Stefani Joanne Angelina Germanotta alias Lady Gaga.

Stefani Joanne Angelina Germanotta alias Lady Gaga.

Wer sorgte für Aufsehen? Das Kulturressort blickt kurz zurück und pickt fünf der interessantesten Kulturtäter des Monats heraus.

1. Lady Gaga – Die Natürliche

von Stefan Künzli

Stefani Joanne Angelina Germanotta hat als Kunstfigur Lady Gaga die Popmusik in eine neue Dimension der Künstlichkeit gestossen. Die stete Verwandlung, Verkleidung und Neuerfindung wurde zum Prinzip erhoben. Bis zur Selbstaufgabe.

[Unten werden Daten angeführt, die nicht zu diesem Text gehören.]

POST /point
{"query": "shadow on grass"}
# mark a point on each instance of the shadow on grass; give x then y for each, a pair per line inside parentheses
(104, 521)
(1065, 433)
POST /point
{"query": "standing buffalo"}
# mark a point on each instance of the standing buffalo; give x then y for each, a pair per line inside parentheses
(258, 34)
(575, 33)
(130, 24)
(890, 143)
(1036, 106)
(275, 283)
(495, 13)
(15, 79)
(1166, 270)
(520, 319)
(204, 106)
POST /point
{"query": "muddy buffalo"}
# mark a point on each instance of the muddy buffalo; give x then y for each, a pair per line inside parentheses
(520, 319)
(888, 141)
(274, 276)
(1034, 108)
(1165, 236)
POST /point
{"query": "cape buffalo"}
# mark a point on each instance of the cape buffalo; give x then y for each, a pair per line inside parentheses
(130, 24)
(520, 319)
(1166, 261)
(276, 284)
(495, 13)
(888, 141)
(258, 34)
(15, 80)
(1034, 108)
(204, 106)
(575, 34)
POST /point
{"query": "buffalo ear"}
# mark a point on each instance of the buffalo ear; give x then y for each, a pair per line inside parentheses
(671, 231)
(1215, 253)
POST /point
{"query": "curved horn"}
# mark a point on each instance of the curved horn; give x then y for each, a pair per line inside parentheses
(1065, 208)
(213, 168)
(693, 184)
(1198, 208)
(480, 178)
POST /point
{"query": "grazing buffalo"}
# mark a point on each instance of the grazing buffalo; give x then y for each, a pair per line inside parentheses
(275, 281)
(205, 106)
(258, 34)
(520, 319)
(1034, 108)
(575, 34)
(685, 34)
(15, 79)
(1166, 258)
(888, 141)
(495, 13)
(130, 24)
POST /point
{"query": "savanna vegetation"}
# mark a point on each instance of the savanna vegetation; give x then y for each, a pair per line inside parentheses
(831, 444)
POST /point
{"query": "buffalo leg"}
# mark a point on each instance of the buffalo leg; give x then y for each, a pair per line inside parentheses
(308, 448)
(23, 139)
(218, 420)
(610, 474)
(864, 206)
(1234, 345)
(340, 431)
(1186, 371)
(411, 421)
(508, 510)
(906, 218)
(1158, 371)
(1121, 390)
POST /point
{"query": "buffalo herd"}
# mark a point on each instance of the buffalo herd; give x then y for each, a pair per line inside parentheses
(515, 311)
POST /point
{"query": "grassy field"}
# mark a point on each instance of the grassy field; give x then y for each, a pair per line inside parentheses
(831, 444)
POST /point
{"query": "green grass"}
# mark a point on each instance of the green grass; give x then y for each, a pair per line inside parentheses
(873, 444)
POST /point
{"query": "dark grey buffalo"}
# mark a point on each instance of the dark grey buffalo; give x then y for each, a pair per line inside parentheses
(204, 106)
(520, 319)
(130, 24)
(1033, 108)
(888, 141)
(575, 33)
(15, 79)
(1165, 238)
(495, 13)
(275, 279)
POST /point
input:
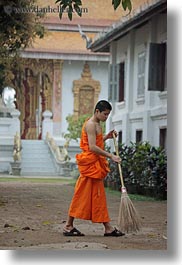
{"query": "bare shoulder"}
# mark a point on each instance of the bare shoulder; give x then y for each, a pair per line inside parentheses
(90, 126)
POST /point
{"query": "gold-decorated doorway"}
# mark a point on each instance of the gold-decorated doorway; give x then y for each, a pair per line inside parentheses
(34, 96)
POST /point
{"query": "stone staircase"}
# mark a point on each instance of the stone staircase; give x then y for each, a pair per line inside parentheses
(37, 159)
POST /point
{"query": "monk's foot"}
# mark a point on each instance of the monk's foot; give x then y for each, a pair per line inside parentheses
(68, 228)
(72, 232)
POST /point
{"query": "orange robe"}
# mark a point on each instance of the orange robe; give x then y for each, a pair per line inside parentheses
(89, 199)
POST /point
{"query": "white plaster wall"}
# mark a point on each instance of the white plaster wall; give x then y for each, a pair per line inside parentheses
(72, 71)
(150, 113)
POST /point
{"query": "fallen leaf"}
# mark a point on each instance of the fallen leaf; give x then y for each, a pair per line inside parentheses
(46, 222)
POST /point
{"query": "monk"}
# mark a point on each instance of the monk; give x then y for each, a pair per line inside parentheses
(89, 199)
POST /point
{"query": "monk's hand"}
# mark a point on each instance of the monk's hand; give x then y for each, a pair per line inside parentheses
(116, 158)
(110, 134)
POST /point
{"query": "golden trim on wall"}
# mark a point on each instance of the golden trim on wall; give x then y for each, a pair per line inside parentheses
(86, 93)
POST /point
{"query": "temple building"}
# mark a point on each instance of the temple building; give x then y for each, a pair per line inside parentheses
(60, 73)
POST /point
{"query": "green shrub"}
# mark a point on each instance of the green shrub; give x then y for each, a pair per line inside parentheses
(144, 169)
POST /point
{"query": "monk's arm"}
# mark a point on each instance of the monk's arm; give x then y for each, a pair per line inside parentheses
(110, 135)
(91, 133)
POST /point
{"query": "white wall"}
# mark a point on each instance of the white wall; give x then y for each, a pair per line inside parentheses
(150, 112)
(72, 71)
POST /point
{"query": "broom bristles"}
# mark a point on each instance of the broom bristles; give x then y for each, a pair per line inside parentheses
(128, 219)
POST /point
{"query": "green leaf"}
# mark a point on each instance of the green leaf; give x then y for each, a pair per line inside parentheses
(116, 3)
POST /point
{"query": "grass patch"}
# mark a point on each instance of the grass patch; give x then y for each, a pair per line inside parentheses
(133, 197)
(36, 180)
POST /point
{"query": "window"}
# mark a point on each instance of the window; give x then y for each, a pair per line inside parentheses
(121, 81)
(157, 67)
(120, 136)
(163, 138)
(141, 74)
(116, 82)
(113, 82)
(139, 135)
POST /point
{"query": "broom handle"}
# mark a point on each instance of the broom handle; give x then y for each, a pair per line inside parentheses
(119, 165)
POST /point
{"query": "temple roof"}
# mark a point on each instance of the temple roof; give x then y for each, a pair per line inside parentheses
(62, 35)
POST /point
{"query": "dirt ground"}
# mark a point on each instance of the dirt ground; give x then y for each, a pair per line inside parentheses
(32, 216)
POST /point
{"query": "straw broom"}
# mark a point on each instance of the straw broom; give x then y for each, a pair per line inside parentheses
(128, 219)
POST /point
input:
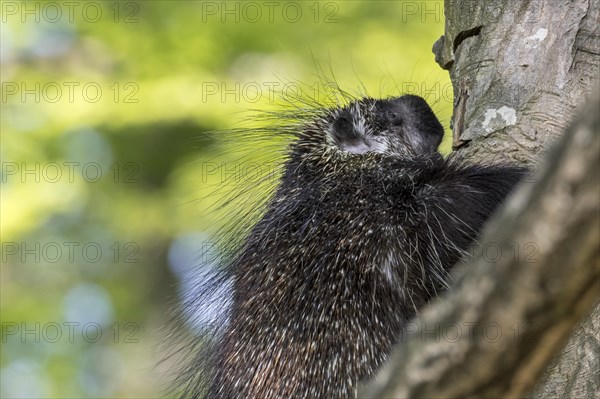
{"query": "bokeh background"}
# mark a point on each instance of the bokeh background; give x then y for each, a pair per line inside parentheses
(108, 175)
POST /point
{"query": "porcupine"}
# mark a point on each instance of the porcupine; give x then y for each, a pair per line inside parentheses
(365, 224)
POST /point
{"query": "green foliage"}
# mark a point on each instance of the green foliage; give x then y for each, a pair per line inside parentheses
(110, 117)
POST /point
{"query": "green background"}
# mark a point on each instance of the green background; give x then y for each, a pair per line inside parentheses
(108, 178)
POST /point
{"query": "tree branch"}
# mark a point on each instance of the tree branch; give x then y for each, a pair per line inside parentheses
(495, 333)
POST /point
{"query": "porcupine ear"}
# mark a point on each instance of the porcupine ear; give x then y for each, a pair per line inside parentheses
(420, 127)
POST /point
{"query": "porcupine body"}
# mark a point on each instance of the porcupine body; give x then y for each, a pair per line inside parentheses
(362, 230)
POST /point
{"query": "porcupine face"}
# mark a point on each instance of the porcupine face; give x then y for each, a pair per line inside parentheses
(403, 125)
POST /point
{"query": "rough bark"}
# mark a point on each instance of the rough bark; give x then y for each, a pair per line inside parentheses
(505, 320)
(520, 69)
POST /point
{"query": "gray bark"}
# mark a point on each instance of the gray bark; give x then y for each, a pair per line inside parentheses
(520, 70)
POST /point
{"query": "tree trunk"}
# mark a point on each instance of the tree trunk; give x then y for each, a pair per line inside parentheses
(520, 70)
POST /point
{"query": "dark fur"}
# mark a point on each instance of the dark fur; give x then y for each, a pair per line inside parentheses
(362, 230)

Lady Gaga, das Chamäleon des Pop war reichlich schräg und unfassbar. Sie war alles und nichts. Mit dem Album «Artpop» vor drei Jahren erreichte sie den Höhepunkt an Künstlichkeit und schlitterte prompt in eine veritable Persönlichkeitskrise. Die Reaktion war radikal. Im akustischen Jazzkontext mit Sänger Tony Bennett warf sie allen Ballast ab und präsentierte sich nackt und befreit. Seither befindet sie sich auf der Suche nach sich selbst. Mehr Natürlichkeit und Menschlichkeit, weniger Plastik.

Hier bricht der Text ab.